Did banks fail in R699-car saga?

Credit applications may have been tampered with.

JOHANNESBURG – The attempts by banks to distance themselves from the now defunct vehicle-financing scheme run by the Satinsky Group raises questions as to whether they did their homework before allowing the company to sell cars with the banks’ financing.

Satinsky, which through its subsidiaries sold the popularly named “R699 cars”, had an agreement with Blue Lakes Trading and Promotions in Hong Kong in terms of which customers were paid an advertising fee for carrying stickers on their cars. Customers entered into standard financing agreements with banks and signed separate advertising contracts with Blue Lakes. The scheme has now unraveled, leaving owners of these cars with large outstanding amounts owed to banks, while the monthly advertising rebates they had come to rely on have dried up.

After FirstRand Bank’s vehicle finance company WesBank issued a hard-hitting statement earlier this month to say it refused to become involved with Satinsky because it doubted the scheme’s soundness from the beginning, we must question why similar alarm bells didn’t go off at other banks too.

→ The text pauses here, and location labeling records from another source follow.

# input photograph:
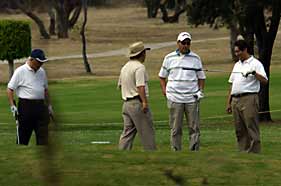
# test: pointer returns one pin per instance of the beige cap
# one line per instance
(136, 48)
(184, 35)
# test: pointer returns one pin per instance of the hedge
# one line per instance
(15, 39)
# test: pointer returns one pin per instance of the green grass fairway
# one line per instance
(90, 110)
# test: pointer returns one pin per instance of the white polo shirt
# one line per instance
(29, 84)
(133, 75)
(182, 73)
(250, 84)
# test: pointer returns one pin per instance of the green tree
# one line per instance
(15, 41)
(246, 17)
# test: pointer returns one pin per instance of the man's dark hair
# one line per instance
(241, 44)
(138, 56)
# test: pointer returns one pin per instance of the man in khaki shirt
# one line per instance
(136, 114)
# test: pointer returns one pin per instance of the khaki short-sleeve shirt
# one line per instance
(132, 75)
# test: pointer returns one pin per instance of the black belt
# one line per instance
(135, 97)
(243, 94)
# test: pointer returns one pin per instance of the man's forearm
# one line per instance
(10, 94)
(141, 91)
(201, 84)
(163, 85)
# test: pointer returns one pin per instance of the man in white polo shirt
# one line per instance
(243, 100)
(29, 81)
(133, 82)
(182, 81)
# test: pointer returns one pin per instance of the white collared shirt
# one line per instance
(182, 80)
(29, 84)
(242, 84)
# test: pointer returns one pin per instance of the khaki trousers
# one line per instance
(245, 113)
(191, 112)
(136, 121)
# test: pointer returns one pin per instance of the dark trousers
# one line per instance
(33, 115)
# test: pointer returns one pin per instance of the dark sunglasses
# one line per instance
(185, 42)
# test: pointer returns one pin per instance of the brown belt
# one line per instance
(243, 94)
(133, 98)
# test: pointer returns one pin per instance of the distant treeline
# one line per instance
(6, 5)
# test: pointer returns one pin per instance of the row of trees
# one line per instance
(256, 20)
(15, 36)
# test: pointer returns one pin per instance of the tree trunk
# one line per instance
(11, 68)
(25, 9)
(61, 18)
(84, 44)
(233, 37)
(40, 25)
(265, 41)
(52, 27)
(74, 17)
(149, 5)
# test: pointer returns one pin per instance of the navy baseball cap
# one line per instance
(39, 55)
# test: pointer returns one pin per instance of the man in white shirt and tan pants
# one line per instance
(243, 99)
(182, 80)
(29, 81)
(133, 82)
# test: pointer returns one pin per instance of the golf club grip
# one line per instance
(16, 115)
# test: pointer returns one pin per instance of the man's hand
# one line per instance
(50, 109)
(228, 109)
(199, 95)
(14, 110)
(247, 72)
(144, 107)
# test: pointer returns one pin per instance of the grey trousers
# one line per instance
(191, 112)
(245, 113)
(136, 121)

WesBank CEO, Chris De Kock says its due diligence process “indicated that the simple mathematics behind reducing an installment of R2 000 or more to the advertised R699 did not point to a sustainable vehicle finance model and structure for the consumer.” Since there was no evidence of financial reserves, says De Kock, it seemed blatantly obvious that the scheme relied on upfront profits from vehicle sales to fund downstream obligations, “the historical traits of a true Ponzi scheme”.

WesBank thus refused to appoint Satinsky as a dealer after being approached by the Group to do so on more than one occasion.

Yet when asked why they entered into dealership agreements with Satinsky in light of WesBank’s statements, Nedbank’s Motor Finance Corporation (MFC), Absa and Standard Bank are accepting no responsibility. Their responses go along the lines of ‘we were not party to the agreement between Satinsky and Blue Lakes and granted vehicle finance to customers based on a standard affordability assessment’.

While this may be true, these banks would still have had to appoint Satinsky as an approved dealer under what is known as a master dealer agreement (MDA). “Dealers act as financial intermediaries for banks. If a dealer is out of business in a year’s time, this represents a great risk for the bank and its customers, which means I [the bank] must understand the financial position and sustainability of the dealer before I allow it to act as an intermediary on my behalf,” De Kock maintains.

De Kock says that when Satinsky approached WesBank, it laid out exactly what it wanted to do with the scheme, including the agreement with Blue Lakes.

No doubt it would have approached other banks with the same proposal, which means that these banks cannot claim to have had no knowledge of the business model.

Banks respond

Trevor Browse, managing executive at Nedbank MFC, says that Nedbank was doing business with the Satinsky Group long before the launch of the “R699 scheme” and so the launch of the new marketing scheme did not alter the obligations of Satinsky under the MDA or invoke a review of the dealer code.

“Each bank’s dealer approval criteria may vary, but in principle would look at proof of long run financial stability of the dealership, proven track record in the motor industry, personal integrity checks on the shareholders and evidence of recent sales volumes,” Browse tells Moneyweb.

An Absa spokesperson says the bank does not promote in any manner the agreements between Satinsky and Blue Lakes. “Absa is unaware of which clients did in fact conclude such agreements (separate advertising contracts) with Blue Lakes,” the spokesperson adds.

Similarly, Standard Bank says that Satinsky would operate “like any other dealership with which we do business. The individual’s credit application would be put on an industry portal where all the banks would have an opportunity to offer finance to the individual”.

None of these responses answer the question of why the banks were satisfied that Satinsky was a responsible vehicle dealer. Judging from how seriously this scheme has imploded, along with reports on its offshore connections, one wonders how comprehensive their due diligence checks were.

Perhaps banks were satisfied with the apparent legality of the scheme. Asked why WesBank didn’t vocalise its concerns sooner, De Kock stressed that Satinsky was not necessarily breaking any rules. “There is actually no factual basis on which I could have stood up in any forum whatsoever and said this scheme is illegal or unlawful,” he maintains.

Absa meanwhile is undertaking a full forensic investigation of the vehicle finance applications done through Satinsky, after certain discoveries suggest that credit applications may have been tampered with. “If there is evidence of fraud then it’s a criminal case,” an Absa spokesperson confirmed.

The National Credit Regulator issued Satinsky with a Compliance Notice. The NCR has said that the adverts on cars do not comply with the NCA, as they do not fully disclose the cost of credit.